My name is Julia, I’m 21 years old, and I’m from a small locality in Poland called Rakszawa which is located in Subcarpathian Voivodeship. I am an aspiring journalist living in Lublin, Poland, where I'm studying journalism and social communications at Catholic University of Lublin. I love photography, sports, travel, and colorful socks. Last year, I chased my dreams and took part in a language course organized by the English Language Institute at Pace University.

My English language learning began in Mierzwa’s Primary School at the age of seven. Every year in primary school, we were visited by graduates who spoke about their journeys to New York City, and ever since, I’ve wanted to be one of them. The possibility of this journey became my dream, and I knew that it would be an opportunity to not only practice my English skills, but to also have a huge and unforgettable life adventure.

Fortunately, my school collaborated with The Kosciuszko Foundation—the only school in Poland that did—which was why I was able to apply for the scholarship that gave me the opportunity to take language lessons at Pace.

I was prepared to arrive in the US during the 2020 holidays but had to hold off due to the pandemic.

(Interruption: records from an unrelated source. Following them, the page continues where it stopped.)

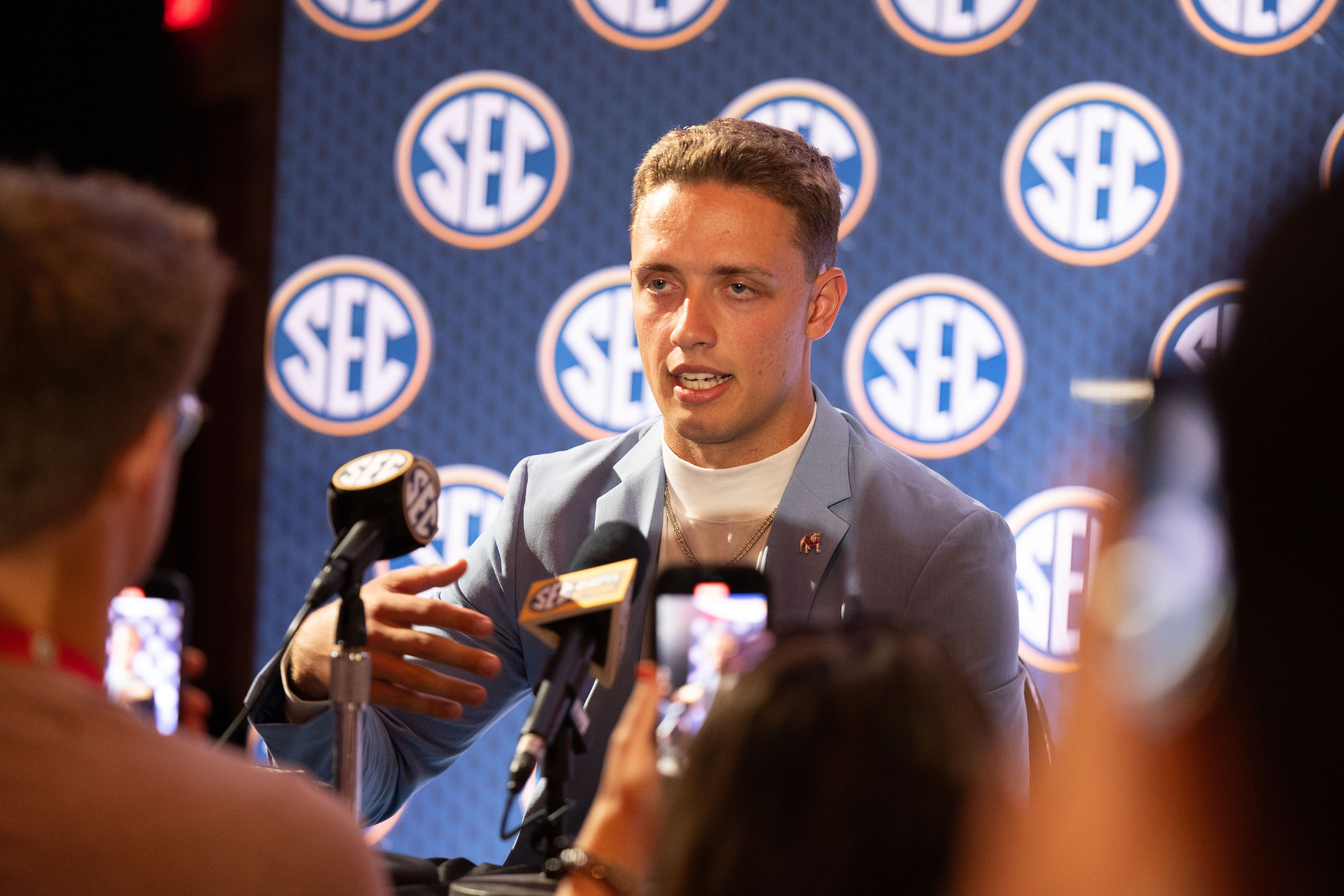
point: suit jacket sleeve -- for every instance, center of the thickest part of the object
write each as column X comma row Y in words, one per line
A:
column 967, row 597
column 405, row 750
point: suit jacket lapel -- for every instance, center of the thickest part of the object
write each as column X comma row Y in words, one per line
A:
column 821, row 480
column 638, row 499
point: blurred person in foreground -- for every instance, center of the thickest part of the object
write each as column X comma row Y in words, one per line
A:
column 110, row 302
column 1236, row 785
column 841, row 765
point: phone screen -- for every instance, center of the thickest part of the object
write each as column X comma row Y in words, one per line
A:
column 144, row 656
column 705, row 641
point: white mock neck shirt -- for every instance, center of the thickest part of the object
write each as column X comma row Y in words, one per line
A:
column 720, row 511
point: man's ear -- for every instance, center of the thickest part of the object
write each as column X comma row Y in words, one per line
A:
column 140, row 464
column 829, row 293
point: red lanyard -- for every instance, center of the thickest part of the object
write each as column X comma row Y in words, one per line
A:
column 40, row 649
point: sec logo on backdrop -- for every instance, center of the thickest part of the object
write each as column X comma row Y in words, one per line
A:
column 1092, row 172
column 1333, row 158
column 831, row 123
column 1197, row 331
column 1257, row 27
column 349, row 345
column 470, row 499
column 650, row 25
column 589, row 362
column 1058, row 534
column 368, row 19
column 955, row 27
column 483, row 159
column 935, row 365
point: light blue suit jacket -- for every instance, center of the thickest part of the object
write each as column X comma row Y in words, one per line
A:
column 894, row 534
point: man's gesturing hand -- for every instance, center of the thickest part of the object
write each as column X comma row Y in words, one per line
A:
column 392, row 609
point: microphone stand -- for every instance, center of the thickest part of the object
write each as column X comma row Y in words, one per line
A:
column 549, row 839
column 351, row 676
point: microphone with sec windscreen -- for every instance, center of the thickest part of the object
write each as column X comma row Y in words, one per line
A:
column 381, row 506
column 584, row 616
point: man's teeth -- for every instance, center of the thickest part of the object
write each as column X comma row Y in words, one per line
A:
column 702, row 381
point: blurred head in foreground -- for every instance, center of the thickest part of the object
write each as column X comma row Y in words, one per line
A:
column 1240, row 790
column 841, row 765
column 110, row 302
column 1282, row 402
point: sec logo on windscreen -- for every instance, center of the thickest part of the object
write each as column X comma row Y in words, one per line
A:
column 1257, row 27
column 1058, row 535
column 588, row 359
column 483, row 159
column 349, row 346
column 830, row 121
column 470, row 499
column 368, row 19
column 955, row 27
column 650, row 25
column 1092, row 172
column 935, row 365
column 1197, row 331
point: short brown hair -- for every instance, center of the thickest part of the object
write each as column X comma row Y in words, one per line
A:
column 776, row 163
column 110, row 302
column 839, row 747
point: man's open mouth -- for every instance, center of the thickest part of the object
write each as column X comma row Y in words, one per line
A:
column 702, row 381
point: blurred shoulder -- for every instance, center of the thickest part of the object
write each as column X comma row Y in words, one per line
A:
column 917, row 495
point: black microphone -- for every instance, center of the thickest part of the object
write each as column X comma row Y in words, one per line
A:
column 584, row 616
column 381, row 506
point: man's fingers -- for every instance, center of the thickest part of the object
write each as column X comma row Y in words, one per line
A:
column 389, row 695
column 642, row 710
column 435, row 648
column 427, row 682
column 409, row 610
column 420, row 578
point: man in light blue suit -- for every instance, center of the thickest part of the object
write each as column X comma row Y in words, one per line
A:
column 733, row 242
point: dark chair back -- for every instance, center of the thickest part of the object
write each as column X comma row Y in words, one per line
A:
column 1041, row 741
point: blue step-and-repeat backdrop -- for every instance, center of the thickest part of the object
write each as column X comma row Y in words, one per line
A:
column 1041, row 198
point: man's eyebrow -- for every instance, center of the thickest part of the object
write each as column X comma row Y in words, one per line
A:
column 751, row 271
column 657, row 268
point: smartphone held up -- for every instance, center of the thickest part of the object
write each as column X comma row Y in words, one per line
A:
column 710, row 625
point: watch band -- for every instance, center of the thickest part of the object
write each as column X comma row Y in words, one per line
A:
column 576, row 860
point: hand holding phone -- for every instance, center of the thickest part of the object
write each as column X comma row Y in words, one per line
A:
column 710, row 627
column 144, row 657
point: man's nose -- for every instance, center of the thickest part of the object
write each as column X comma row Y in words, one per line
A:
column 694, row 323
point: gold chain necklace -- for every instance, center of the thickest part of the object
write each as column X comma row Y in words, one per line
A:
column 681, row 539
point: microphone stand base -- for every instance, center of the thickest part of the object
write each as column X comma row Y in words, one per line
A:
column 503, row 886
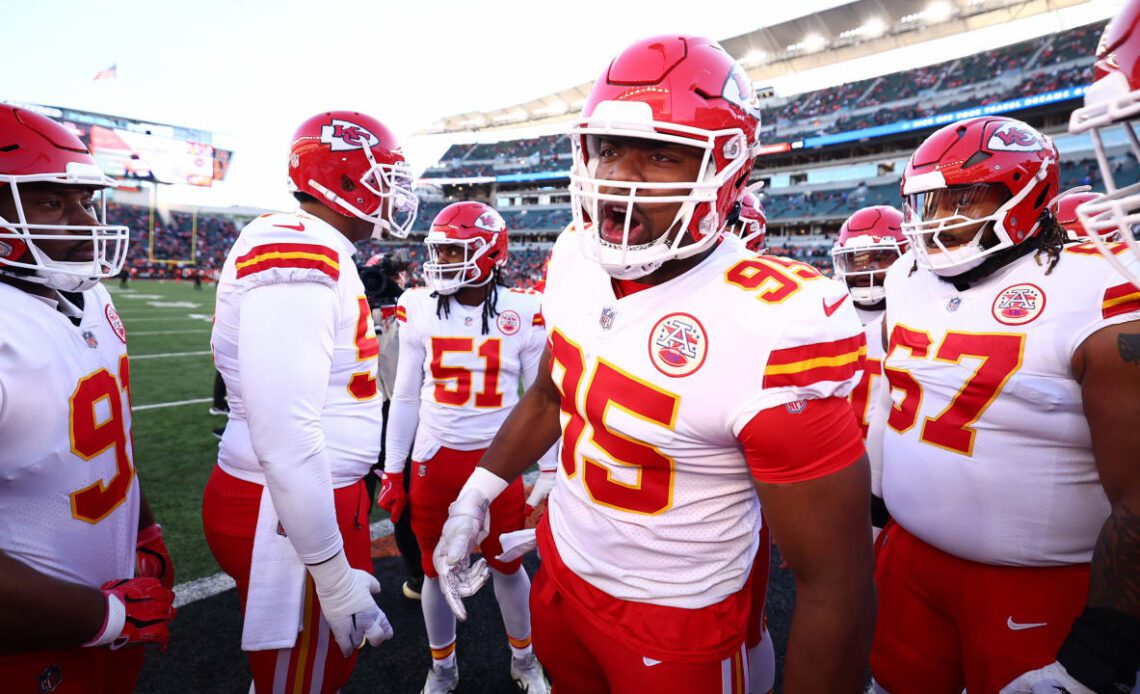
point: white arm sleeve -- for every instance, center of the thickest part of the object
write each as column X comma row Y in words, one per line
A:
column 531, row 358
column 404, row 411
column 283, row 367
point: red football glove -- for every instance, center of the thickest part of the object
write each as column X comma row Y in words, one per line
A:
column 392, row 497
column 152, row 558
column 138, row 612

I felt so bad that I was unable to start my American journey. When the trip became possible again in February 2021, I knew there was risk involved, but I was certain this trip would make my dreams come true. So, I decided to take the trip. I know now that I made the right choice, and I would do it again.

Now that I am home, I constantly reflect on my time in New York City and appreciate all the positives that came from my time with the English Language Institute at Pace University.

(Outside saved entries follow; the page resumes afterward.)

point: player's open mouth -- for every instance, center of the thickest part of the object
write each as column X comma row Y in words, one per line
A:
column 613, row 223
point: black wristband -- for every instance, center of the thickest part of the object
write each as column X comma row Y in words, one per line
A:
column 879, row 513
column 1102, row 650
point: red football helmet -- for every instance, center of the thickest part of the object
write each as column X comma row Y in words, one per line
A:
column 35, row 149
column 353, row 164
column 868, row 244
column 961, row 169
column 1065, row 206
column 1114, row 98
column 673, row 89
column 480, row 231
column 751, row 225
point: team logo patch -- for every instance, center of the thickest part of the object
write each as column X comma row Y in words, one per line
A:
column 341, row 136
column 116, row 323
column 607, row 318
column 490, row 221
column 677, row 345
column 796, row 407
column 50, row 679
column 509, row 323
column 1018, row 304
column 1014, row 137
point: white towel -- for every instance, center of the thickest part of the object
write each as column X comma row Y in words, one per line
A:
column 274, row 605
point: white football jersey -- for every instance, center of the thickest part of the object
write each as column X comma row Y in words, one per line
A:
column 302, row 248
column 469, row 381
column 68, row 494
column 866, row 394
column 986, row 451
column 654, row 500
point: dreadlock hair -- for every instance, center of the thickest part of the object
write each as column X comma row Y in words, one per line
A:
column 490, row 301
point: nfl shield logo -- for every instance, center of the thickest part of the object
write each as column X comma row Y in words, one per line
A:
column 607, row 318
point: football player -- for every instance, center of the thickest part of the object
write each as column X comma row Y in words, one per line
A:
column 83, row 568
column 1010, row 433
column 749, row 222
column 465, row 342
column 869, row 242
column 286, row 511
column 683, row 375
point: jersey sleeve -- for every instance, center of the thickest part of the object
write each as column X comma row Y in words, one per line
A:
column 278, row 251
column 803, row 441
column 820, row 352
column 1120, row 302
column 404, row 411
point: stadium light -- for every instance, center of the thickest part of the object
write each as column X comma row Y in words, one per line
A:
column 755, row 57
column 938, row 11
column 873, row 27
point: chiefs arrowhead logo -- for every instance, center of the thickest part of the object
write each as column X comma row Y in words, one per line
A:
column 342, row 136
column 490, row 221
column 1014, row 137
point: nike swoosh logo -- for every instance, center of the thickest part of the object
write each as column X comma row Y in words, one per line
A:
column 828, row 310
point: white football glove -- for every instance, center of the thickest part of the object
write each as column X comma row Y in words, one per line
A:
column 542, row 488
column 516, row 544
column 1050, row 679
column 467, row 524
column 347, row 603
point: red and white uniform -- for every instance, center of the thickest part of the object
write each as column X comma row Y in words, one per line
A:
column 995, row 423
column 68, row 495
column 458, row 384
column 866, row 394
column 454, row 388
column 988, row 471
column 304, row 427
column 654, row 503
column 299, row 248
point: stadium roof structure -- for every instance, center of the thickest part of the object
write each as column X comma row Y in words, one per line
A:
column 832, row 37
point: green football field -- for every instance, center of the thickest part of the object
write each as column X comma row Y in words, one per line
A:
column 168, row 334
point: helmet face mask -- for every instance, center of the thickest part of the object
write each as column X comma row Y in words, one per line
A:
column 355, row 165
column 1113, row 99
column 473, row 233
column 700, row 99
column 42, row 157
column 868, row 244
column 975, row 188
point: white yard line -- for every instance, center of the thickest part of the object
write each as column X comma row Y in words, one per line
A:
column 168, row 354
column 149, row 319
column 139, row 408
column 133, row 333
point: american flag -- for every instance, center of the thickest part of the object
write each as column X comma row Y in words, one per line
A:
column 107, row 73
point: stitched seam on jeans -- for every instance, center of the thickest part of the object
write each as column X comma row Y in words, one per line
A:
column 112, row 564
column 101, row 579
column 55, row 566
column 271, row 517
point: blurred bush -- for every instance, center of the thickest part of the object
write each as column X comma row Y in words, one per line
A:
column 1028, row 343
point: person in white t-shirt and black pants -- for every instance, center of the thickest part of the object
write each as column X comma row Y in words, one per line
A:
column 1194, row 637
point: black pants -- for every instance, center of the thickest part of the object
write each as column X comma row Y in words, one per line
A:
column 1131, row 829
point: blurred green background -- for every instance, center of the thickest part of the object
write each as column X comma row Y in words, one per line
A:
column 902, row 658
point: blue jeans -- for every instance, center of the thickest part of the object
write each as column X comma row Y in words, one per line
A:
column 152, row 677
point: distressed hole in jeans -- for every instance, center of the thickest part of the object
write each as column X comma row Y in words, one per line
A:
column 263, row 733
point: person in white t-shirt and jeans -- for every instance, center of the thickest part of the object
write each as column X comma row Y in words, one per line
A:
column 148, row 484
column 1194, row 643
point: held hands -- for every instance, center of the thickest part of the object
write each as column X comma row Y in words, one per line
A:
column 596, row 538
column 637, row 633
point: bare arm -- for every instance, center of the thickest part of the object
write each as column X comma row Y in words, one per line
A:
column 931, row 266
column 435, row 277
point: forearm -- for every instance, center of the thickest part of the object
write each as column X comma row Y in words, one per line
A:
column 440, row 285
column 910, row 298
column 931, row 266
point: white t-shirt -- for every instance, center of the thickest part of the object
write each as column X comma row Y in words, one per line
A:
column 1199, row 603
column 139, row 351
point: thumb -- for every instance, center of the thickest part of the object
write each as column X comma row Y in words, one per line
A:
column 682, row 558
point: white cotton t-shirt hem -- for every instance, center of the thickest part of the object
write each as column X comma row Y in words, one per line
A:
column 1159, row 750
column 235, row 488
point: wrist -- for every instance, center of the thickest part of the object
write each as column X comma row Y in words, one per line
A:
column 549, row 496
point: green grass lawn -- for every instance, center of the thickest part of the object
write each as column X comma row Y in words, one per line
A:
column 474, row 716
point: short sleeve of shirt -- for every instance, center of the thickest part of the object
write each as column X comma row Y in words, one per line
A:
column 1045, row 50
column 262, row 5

There were a lot of adjustments to make in New York City. My final exams at Pace looked different than they did in Poland. Rather than written and oral exams, I had projects to prepare and presentations to give. I was not accustomed this style of learning, but I was very satisfied with the final outcome. I was also challenged to practice my English every day as I interacted with native speakers—an opportunity I did not always have in Poland. When I finished the course, I was pleased with my grades and felt more outgoing than I was before I arrived in New York City.

Now that I am home, I constantly reflect on my time in New York City and appreciate all the positives that came from my time with the English Language Institute at Pace.

I wish everybody who has opportunity to study in NYC could take the chance. It was such a great childhood dream which I achieved. I hope there’s more people like me. Look for the positives in life and take advantage of every opportunity to learn and explore the world. Don’t be afraid to take a risk because the world belongs to the brave!